I am a dork. I have been slowly learning Old English the last couple of years, and I had never knowingly come across the word for "to paint." The thought occurred to me again as I finished this painting. Surely they had such a word, for things got painted, and there were people who painted those things. Was it Latin-based (like much of their vocabulary), from "pict-" or something like it? It shouldn't be, as the idea of paint didn't start with the Romans, and this would just get me mixed up - as I knew the "Picts" in Britain were so called by the Romans because they painted their bodies, and that the Anglo-Saxon name for them was Peohtas - my mind then would get stuck in the p's. Finally I went to this wonderful site, an electronic, searchable(!) version of the meaty Bosworth and Toller Anglo-Saxon Dictionary from 1898. If I had a wishlist on here, a copy of this book would be at the top. Turns out the word I was looking for is one I had seen a lot, the same as "to meet."

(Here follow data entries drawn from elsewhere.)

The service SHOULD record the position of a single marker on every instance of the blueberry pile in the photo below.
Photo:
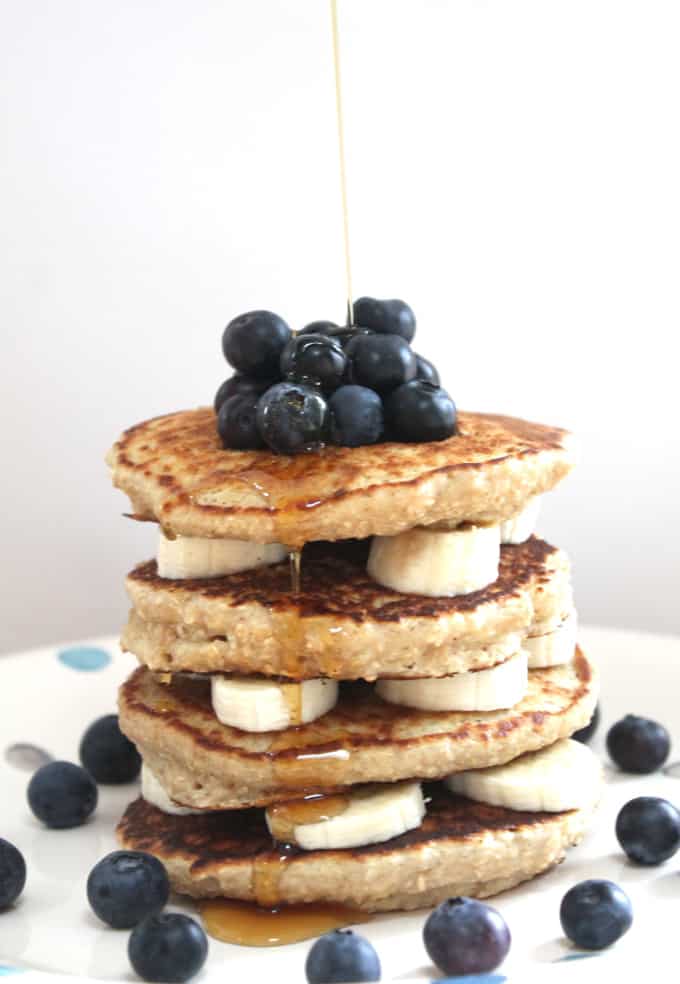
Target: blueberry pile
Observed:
(327, 384)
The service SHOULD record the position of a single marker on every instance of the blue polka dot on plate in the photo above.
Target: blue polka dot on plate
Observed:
(84, 658)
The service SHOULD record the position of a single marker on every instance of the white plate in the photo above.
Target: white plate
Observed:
(48, 703)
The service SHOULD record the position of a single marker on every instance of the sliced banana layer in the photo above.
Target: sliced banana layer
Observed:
(563, 776)
(259, 704)
(198, 556)
(520, 527)
(153, 793)
(553, 648)
(364, 816)
(437, 563)
(498, 687)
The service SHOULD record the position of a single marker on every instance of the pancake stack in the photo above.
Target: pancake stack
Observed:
(359, 669)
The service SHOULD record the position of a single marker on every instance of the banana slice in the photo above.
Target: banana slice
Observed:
(255, 704)
(563, 776)
(553, 648)
(153, 793)
(520, 527)
(437, 563)
(365, 816)
(198, 556)
(498, 687)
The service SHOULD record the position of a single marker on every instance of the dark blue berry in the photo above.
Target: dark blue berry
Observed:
(292, 417)
(595, 913)
(387, 317)
(237, 422)
(419, 411)
(12, 873)
(638, 745)
(170, 947)
(253, 343)
(355, 416)
(238, 384)
(585, 734)
(426, 371)
(463, 936)
(107, 754)
(126, 886)
(648, 829)
(62, 795)
(342, 956)
(381, 362)
(318, 359)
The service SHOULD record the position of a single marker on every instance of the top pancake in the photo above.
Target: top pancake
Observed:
(175, 472)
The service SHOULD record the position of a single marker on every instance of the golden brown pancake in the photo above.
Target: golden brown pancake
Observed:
(342, 624)
(205, 764)
(461, 848)
(176, 472)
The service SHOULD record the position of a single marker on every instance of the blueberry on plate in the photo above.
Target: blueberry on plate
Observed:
(381, 362)
(391, 317)
(315, 358)
(637, 744)
(12, 873)
(62, 795)
(595, 913)
(170, 947)
(292, 417)
(253, 343)
(648, 829)
(342, 956)
(585, 734)
(237, 422)
(463, 936)
(107, 754)
(126, 886)
(239, 384)
(426, 371)
(355, 416)
(418, 411)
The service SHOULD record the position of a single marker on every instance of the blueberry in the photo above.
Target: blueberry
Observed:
(342, 956)
(126, 886)
(238, 384)
(418, 411)
(381, 362)
(387, 317)
(107, 754)
(62, 795)
(253, 343)
(638, 745)
(585, 734)
(463, 936)
(291, 417)
(12, 873)
(315, 358)
(169, 947)
(355, 416)
(426, 371)
(595, 913)
(648, 829)
(237, 422)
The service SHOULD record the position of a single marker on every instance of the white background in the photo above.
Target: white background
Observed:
(514, 174)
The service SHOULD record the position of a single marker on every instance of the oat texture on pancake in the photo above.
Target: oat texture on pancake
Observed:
(359, 663)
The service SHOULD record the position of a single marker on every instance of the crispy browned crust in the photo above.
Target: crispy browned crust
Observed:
(461, 848)
(175, 471)
(205, 764)
(342, 623)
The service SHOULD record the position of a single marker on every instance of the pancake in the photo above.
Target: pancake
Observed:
(176, 472)
(205, 764)
(461, 848)
(342, 624)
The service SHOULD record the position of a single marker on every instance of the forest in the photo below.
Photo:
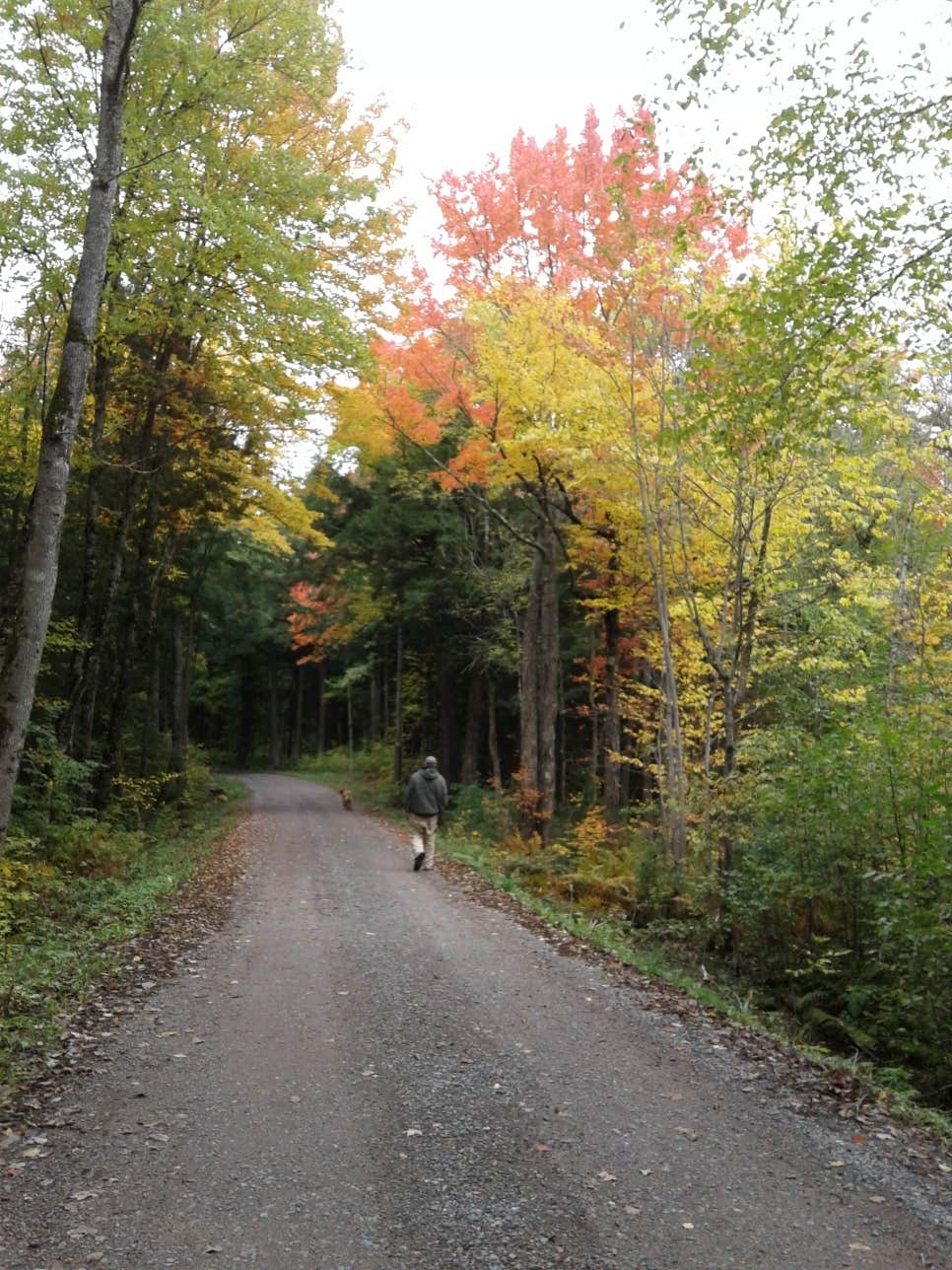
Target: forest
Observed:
(635, 513)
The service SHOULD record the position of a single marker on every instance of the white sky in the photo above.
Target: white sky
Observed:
(467, 76)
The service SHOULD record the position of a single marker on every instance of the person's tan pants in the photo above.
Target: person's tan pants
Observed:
(424, 836)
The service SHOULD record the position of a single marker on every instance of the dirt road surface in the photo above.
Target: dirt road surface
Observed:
(367, 1070)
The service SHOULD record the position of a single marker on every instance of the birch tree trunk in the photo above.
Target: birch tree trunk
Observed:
(32, 603)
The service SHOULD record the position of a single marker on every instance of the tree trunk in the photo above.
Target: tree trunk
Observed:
(273, 715)
(529, 704)
(493, 737)
(399, 709)
(538, 691)
(611, 788)
(470, 761)
(150, 724)
(127, 648)
(34, 602)
(246, 724)
(445, 713)
(374, 701)
(87, 604)
(298, 735)
(179, 693)
(321, 709)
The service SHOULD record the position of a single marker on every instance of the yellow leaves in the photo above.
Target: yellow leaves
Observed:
(273, 516)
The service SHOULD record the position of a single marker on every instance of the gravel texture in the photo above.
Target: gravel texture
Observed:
(365, 1068)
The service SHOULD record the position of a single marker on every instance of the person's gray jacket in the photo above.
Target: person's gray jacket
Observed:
(426, 793)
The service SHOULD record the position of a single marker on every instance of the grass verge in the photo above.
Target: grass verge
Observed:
(369, 777)
(66, 922)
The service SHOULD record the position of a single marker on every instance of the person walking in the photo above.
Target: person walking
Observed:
(426, 799)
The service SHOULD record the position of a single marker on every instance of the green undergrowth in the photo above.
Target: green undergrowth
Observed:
(75, 893)
(611, 898)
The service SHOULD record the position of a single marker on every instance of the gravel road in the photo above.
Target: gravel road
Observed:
(365, 1070)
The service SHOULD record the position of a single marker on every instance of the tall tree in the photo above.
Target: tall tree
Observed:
(34, 581)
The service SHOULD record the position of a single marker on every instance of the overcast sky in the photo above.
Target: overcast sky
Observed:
(467, 76)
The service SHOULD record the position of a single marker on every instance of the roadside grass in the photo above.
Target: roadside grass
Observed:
(69, 905)
(480, 837)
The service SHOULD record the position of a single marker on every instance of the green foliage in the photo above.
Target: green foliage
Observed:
(69, 902)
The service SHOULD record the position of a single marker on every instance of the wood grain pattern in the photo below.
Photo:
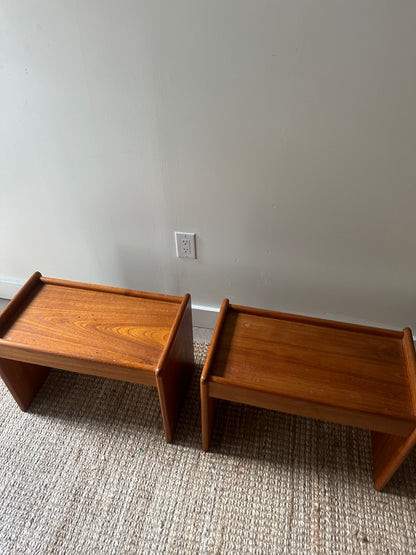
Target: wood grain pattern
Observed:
(342, 368)
(22, 380)
(354, 375)
(104, 331)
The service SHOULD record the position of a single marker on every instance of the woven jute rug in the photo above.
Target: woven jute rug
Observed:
(87, 470)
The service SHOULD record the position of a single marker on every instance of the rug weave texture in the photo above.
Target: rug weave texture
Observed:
(87, 470)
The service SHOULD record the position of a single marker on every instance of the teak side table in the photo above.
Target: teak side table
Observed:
(116, 333)
(343, 373)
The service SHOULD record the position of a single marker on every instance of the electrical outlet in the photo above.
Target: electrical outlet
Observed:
(185, 245)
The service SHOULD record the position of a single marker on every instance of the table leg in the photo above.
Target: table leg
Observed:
(389, 451)
(208, 410)
(175, 371)
(22, 379)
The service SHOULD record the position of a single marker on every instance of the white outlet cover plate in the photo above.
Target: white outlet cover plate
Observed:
(185, 245)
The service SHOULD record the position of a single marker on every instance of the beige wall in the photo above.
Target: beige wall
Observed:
(282, 132)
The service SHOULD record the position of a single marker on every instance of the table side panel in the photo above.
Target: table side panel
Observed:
(73, 363)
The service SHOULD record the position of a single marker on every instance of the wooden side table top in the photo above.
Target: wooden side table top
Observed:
(344, 373)
(82, 327)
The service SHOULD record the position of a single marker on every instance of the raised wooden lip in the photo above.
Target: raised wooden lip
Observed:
(13, 309)
(311, 320)
(112, 290)
(404, 336)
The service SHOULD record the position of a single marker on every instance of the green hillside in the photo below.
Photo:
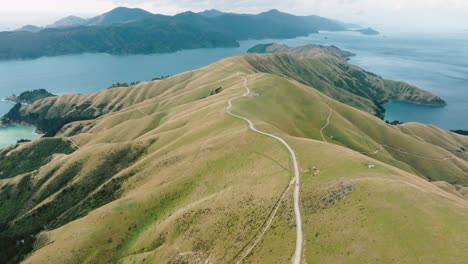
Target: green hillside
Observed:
(162, 174)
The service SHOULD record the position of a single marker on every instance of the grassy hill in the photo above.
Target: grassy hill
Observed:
(162, 174)
(326, 69)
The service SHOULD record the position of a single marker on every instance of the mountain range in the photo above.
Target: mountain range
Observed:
(190, 169)
(136, 31)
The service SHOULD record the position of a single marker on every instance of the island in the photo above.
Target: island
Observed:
(367, 31)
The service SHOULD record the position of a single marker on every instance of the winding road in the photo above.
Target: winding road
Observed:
(299, 240)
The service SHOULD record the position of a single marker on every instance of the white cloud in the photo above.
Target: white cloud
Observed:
(408, 14)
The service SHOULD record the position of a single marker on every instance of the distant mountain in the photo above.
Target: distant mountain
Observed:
(166, 172)
(211, 13)
(367, 31)
(69, 21)
(136, 31)
(119, 15)
(30, 28)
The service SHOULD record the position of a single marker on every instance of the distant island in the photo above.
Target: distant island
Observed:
(367, 31)
(136, 31)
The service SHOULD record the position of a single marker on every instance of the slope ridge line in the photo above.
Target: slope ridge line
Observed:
(299, 235)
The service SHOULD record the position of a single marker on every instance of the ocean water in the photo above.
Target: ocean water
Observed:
(434, 62)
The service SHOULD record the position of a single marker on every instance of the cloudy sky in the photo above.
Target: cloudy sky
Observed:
(409, 15)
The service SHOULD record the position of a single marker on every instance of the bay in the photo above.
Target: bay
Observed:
(434, 62)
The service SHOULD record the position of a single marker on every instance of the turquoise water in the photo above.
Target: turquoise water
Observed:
(437, 63)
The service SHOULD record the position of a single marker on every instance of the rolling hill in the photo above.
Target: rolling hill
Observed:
(160, 173)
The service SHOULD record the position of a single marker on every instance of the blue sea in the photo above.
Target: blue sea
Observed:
(434, 62)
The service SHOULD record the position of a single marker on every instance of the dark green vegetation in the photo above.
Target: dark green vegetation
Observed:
(128, 31)
(327, 70)
(164, 175)
(16, 162)
(71, 198)
(30, 96)
(50, 125)
(260, 48)
(395, 122)
(461, 132)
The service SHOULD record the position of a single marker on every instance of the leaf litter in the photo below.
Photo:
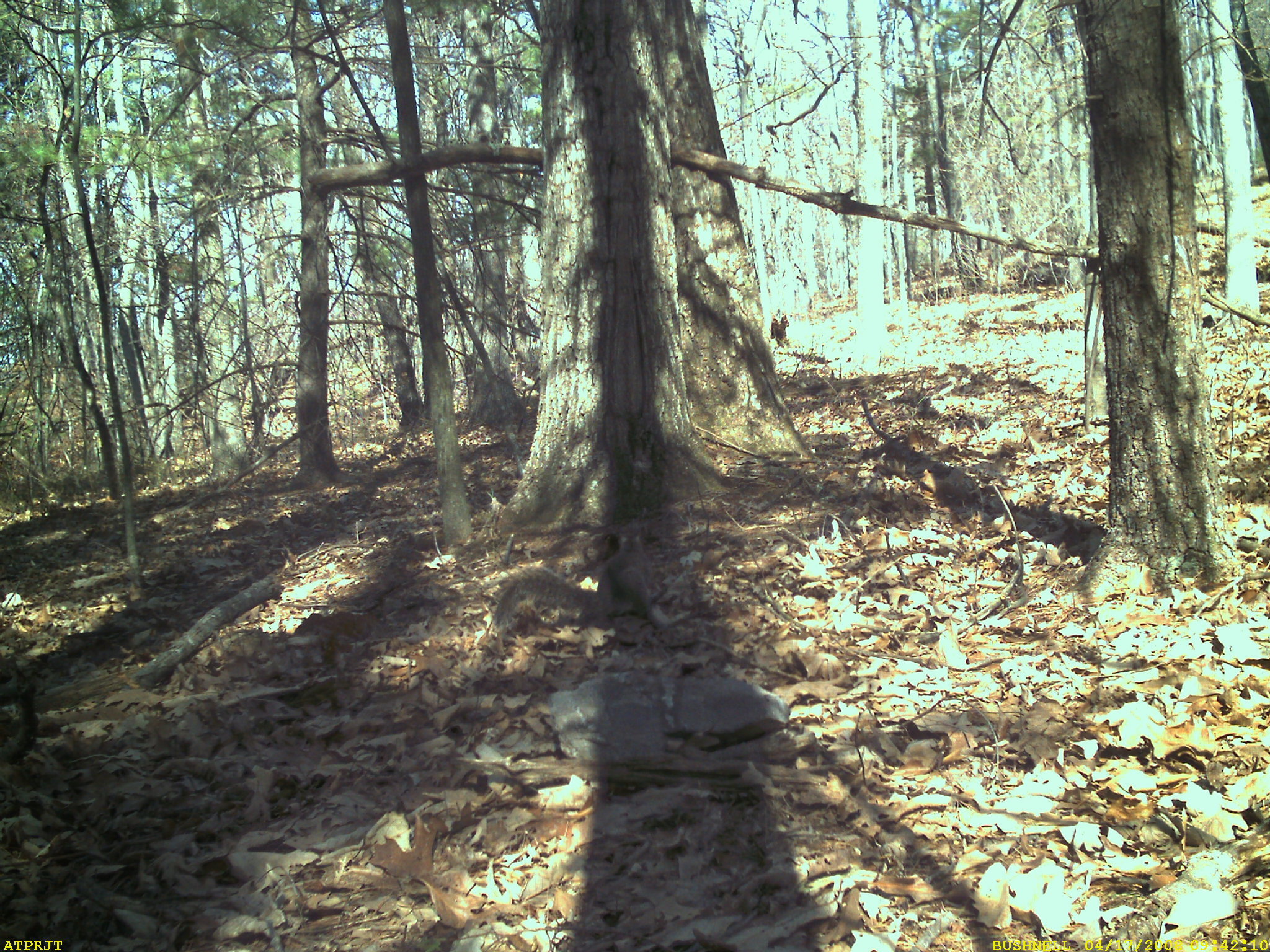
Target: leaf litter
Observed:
(361, 764)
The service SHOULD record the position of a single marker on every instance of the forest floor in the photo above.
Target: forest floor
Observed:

Old English word of the day:
métan [mā'-tän]: to paint, depict, adorn, draw.
(métere: painter. méting, métering: painting.)
Related to metan [mĕt'-än]: to mete, measure, compare.
Ic eom métere.

Tuesday, August 21, 2007

Work in progress: Williamsburgs



8/20. Worked a little more on this one. I thought it could be neat to show it here in stages. Don't know what one might learn from it at this point except that I've tried to give some solidity to the tubes.

Monday, August 20, 2007

Banana


Banana, oil on board, approx. 6.5x9.5 in.

This actually was one of the first daily paintings, from 7/26, but it was real muddy looking so last night I lightened the background. Earlier in the evening I had tried to work on sketches while trying both to pay attention to and tune out a cranky toddler, and I just didn't feel like working later. I did get about twenty minutes into a new painting of paint tubes, then blah.